Integrated Risk Management

Risk is implied by the inability to predict the future, and nowhere is this truer than in the corporate and financial arenas of the early 21st century. Corporations are finding that, by integrating the tools and techniques of the two interrelated industries of finance and insurance, they can greatly increase the value and utility of their risk management programs satisfying management, shareholders, regulators, and others who have a stake in the long-term performance of the firm.

Integrated Risk Management clears up many of the misconceptions concerning today's most popular financial risk tools and techniques, and describes how financial managers can blend them into a specific yet adaptable program for managing risk. It begins by introducing the underlying disciplines economics, statistics, and finance that define and make risk management possible. Included in this discussion are an examination of capital market theory and the usefulness of the capital asset pricing model; an introduction to derivatives and options including forwards, futures, and swaps; and an understanding of the properties of a corporation's risk exposures that are essential to the formation of proper risk management strategy.

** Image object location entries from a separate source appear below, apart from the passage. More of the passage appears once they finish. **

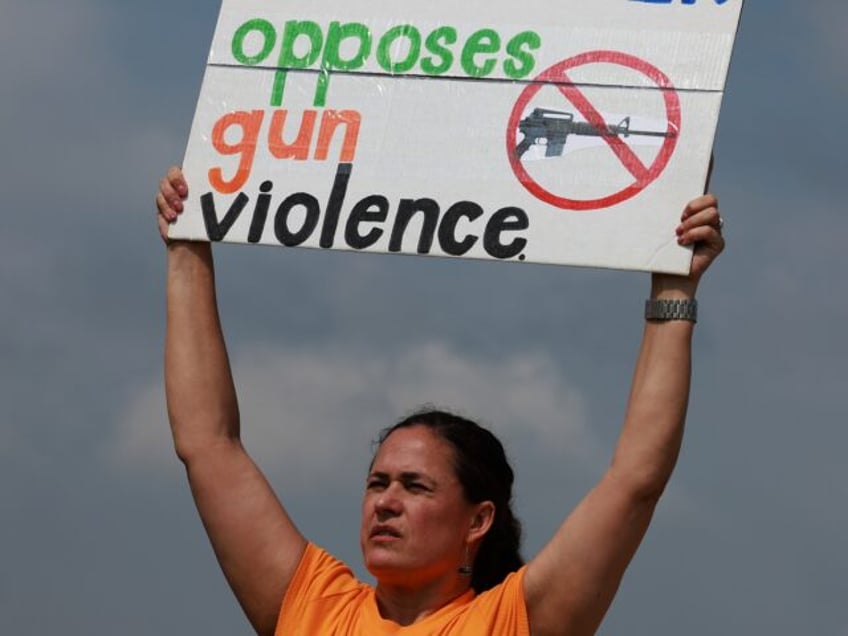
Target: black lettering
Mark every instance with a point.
(260, 212)
(372, 209)
(505, 220)
(334, 205)
(447, 228)
(281, 227)
(214, 230)
(406, 210)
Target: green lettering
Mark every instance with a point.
(519, 48)
(436, 44)
(482, 42)
(288, 59)
(337, 34)
(257, 25)
(384, 53)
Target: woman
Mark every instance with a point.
(437, 532)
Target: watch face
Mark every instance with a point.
(671, 310)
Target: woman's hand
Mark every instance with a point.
(700, 226)
(169, 200)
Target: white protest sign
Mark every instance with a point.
(571, 132)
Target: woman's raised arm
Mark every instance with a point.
(569, 586)
(254, 540)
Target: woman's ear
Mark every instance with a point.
(484, 516)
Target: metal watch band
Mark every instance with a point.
(671, 310)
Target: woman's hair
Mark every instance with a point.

Having introduced these products and disciplines, Integrated Risk Management then uses these properties and products to derive a set of insurance or hedging strategies designed to tackle a corporation's most complex corporate risk management decisions. These strategies include:

• Generic techniques to ensure that random events don't exhaust the firm's financial resources and prevent it from pursuing optimal investment decisions

• Postloss investment decisions identifying and measuring lost value, funding investments through debt and equity after a loss occurs, and remaining creditworthy after a catastrophic loss

• Leverage management simple and contingent leverage strategies, along with hedging strategies from simple hedges to multivariate basket strategies

• Limited liability Financial versus social implications of limiting liability through insurance and spin-offs, and its efficiency (or lack thereof) as a compensation tool

• AppendicesDetailed examinations and amplifications of subjects covered, clarifying specific points and magnifying issues of particular importance

For much of the 20th century, corporate managers alleviated the unknown outcomes of insurable risks by simply insuring them. Today's advent of myriad derivative and financial engineering vehicles has made the management of all types of risk infinitely more complex. As the first comprehensive book to explore the practice of integrating insurance and financial instruments, Integrated Risk Management will show you how to control the cost-thereby increasing the value and effectiveness of corporate risk management.

About the Author

Neil A. Doherty, Ph.D., is the Ronald A. Rosenfeld Professor of Insurance and Risk Management at the Wharton School of Business. Previously, Dr. Doherty was an economic advisor in the Government Economic Service of the U.K. He has also been a consultant to major global corporations including Amerco, Dow Chemical, Sears Roebuck, British Petroleum, Merck, GTE, CIGNA, and U.P.S.